NORMALIZATION IN SQL

NORMALIZATION IN SQL

NORMALIZATION IN SQL

Normalization: The most important thing in database designing is to make sure that the data get properly distributed among the tables. Simply we can say that the designing of the table in proper manner is called Normalization.

Normalization is a process that is used in relational database design to organize the data for minimizing the duplication. In normalization, we divide the database in two or more tables and create a relationship between them. After isolating the data we perform some addition, deletion or modification on the fields of a table then we propagate and remove the duplicate data from the related tables.

The main goals of normalization process are:

•    To eliminate the redundancy of data.

•    To make sure that the data dependencies (relationship) make sense.

By these two goals we reduce the space occupied by the duplicate data in the database tables and ensure that the data is logically stored there.

Benefits of Normalization:

There are several benefits for using Normalization in Database, they are

•    Eliminate data redundancy

•    Improve performance

•    Query optimization

•    Faster update due to less number of columns in one table

•    Index improvement

Types of Normalization:

Un-Normalized Form (UNF):

If a table contains non-atomic values at each row, it is said to be in UNF. An atomic value is something that cannot be further decomposed. A non-atomic value, as the name suggests, can be further decomposed and simplified. Consider the following table:

Emp-Id Emp-Name Month Sales Bank-Id Bank-Name
E01 AA Jan 1000 B01 SBI
Feb 1200
Mar 850
E02 BB Jan 2200 B02 UTI
Feb 2500
E03 CC Jan 1700 B01 SBI
Feb 1800
Mar 1850

In the table above, there are multiple occurrences of rows under each key Emp-Id. Although considered to be the primary key, Emp-Id cannot give us the unique identification facility for any single row. Further, each primary key points to a variable length record (3 for E01, 2 for E02 and 4 for E03).

First Normal Form (1st NF):

In 1st NF:

•    The table cells must be of single value.

•    Eliminate repeating groups in individual tables.

•    Create a separate table for each set of related data.

•    Identify each set of related data with a primary key.

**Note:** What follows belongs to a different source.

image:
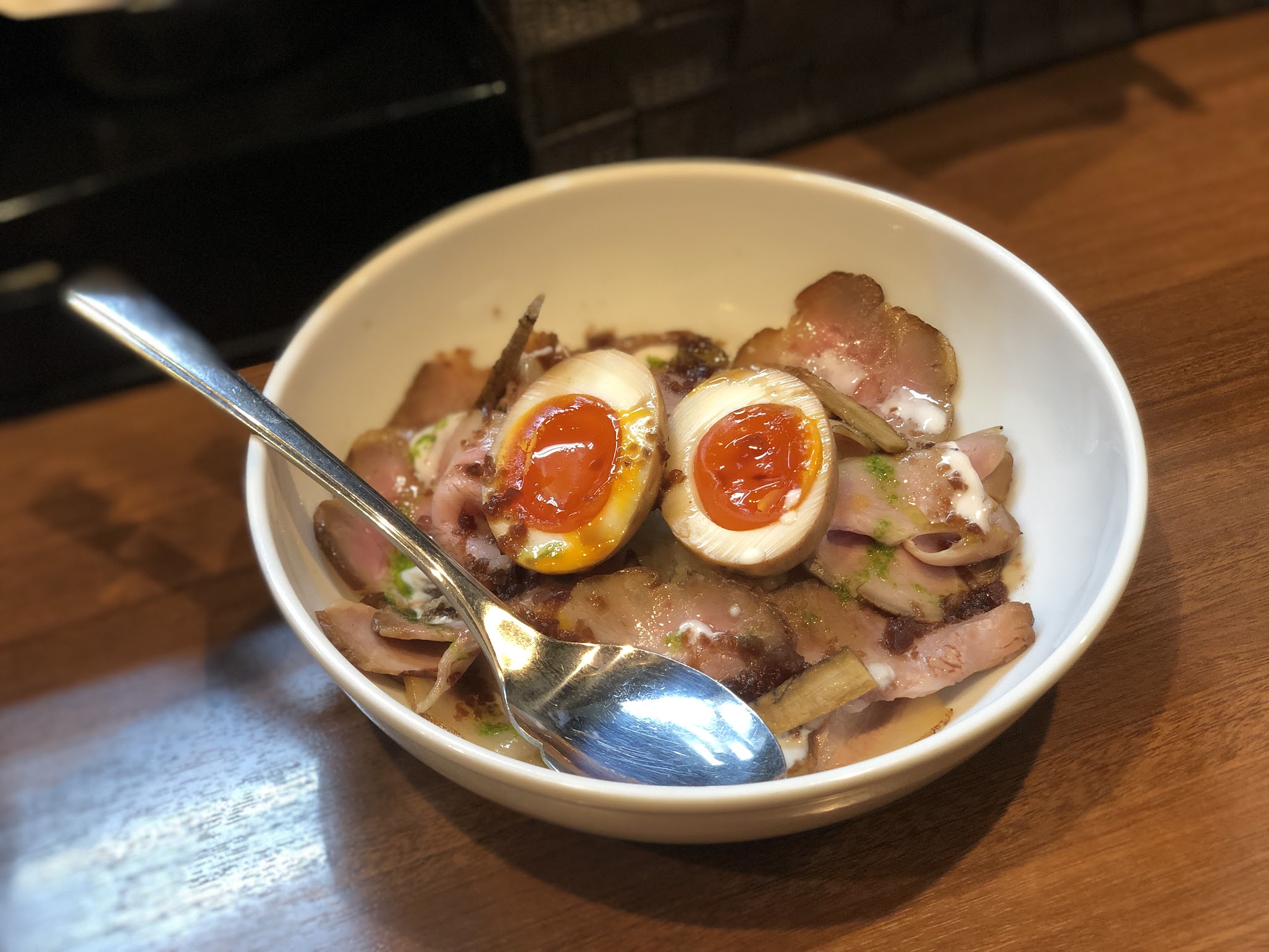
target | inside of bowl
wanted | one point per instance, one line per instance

Definition: An entity is in the first normal form if it contains no repeating groups. In relational terms, a table is in the first normal form if it contains no repeating columns. Repeating columns make your data less flexible, waste disk space, and make it more difficult to search for data. In 1NF relation the order of tuples (rows) and attributes (columns) does not matter.

Example:

Order Customer Contactperson Total
1 Rishi Manish 134
2 Preethi Rohan 545
3 Rishi Manish 1042
4 Rishi Manish 928

The above relation satisfies the properties of a relation and is said to be in first normal form (or 1NF). Conceptually it is convenient to have all the information in one relation since it is then likely to be easier to query the database.

Second Normal Form (2nd NF):

In 2nd NF:

•    Remove Partial Dependencies.

•    Functional Dependency: The value of one attribute in a table is determined entirely by the value of another.

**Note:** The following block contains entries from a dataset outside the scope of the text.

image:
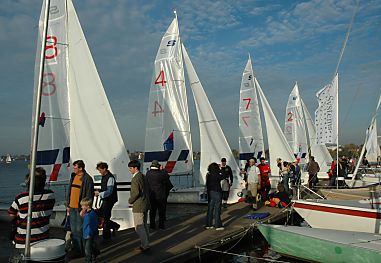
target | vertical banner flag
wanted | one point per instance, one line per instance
(327, 113)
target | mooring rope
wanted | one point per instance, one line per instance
(238, 255)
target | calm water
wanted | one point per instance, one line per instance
(254, 246)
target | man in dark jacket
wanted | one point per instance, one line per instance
(139, 200)
(109, 196)
(81, 186)
(157, 181)
(312, 169)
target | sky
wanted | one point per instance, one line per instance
(288, 41)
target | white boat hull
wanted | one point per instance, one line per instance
(340, 215)
(197, 195)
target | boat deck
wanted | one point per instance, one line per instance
(183, 234)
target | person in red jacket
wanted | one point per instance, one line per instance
(264, 170)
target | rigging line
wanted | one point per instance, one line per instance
(347, 36)
(240, 255)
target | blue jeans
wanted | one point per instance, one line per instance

•    Partial Dependency: A type of functional dependency where an attribute is functionally dependent on only part of the primary key (primary key must be a composite key).

•    Create separate table with the functionally dependent data and the part of the key on which it depends. Tables created at this step will usually contain descriptions of resources.

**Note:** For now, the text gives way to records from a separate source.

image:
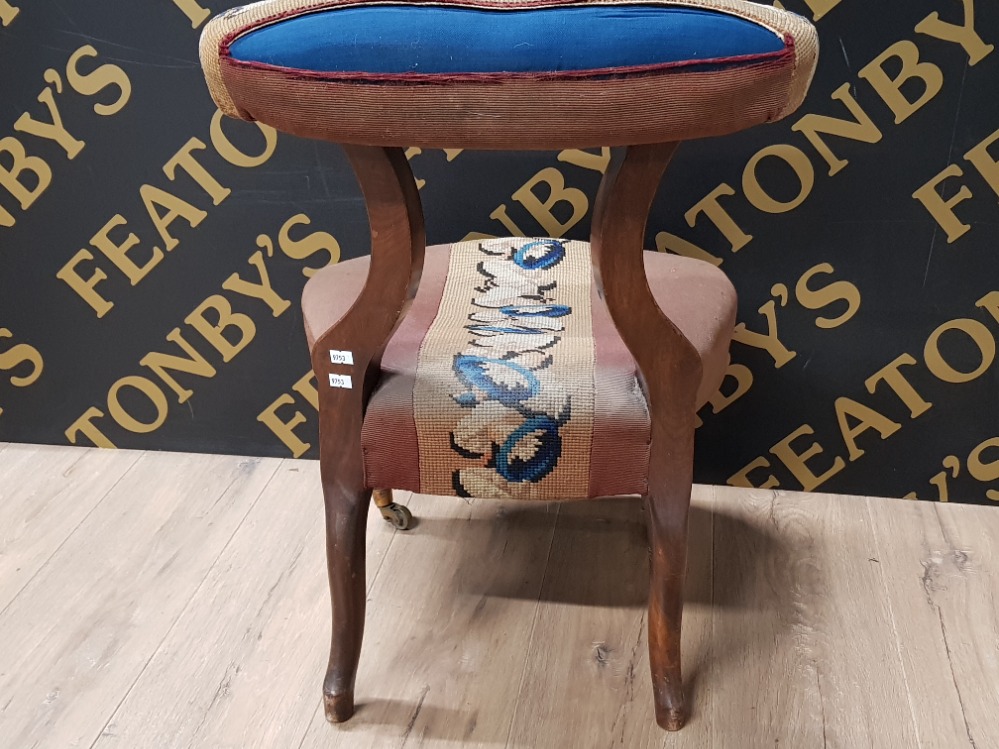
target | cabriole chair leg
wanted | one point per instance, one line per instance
(346, 518)
(667, 527)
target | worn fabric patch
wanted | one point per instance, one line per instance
(440, 39)
(504, 393)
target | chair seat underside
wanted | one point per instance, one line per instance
(508, 379)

Definition: A relation is in 2NF if it is in 1NF and every non-key attribute is fully dependent on each candidate key of the relation.

Example:

The following relation is not in Second Normal Form:

Order Customer Contactperson Total
1 Rishi Manish 134
2 Preethi Rohan 545
3 Rishi Manish 1042
4 Rishi Manish 928

In the table above, the order number serves as the primary key. Notice that the customer and total amount are dependent upon the order number — this data is specific to each order. However, the contact person is dependent upon the customer. An alternative way to accomplish this would be to create two tables:

Customer Contactperson
Rishi Manish
Preethi Rohan
Order Customer Total
1 Rishi 134
2 Preethi 545
3 Rishi 1042
4 Rishi 928

 

The creation of two separate tables eliminates the dependency problem. In the first table, contact person is dependent upon the primary key — customer name. The second table only includes the information unique to each order. Someone interested in the contact person for each order could obtain this information by performing a Join Operation.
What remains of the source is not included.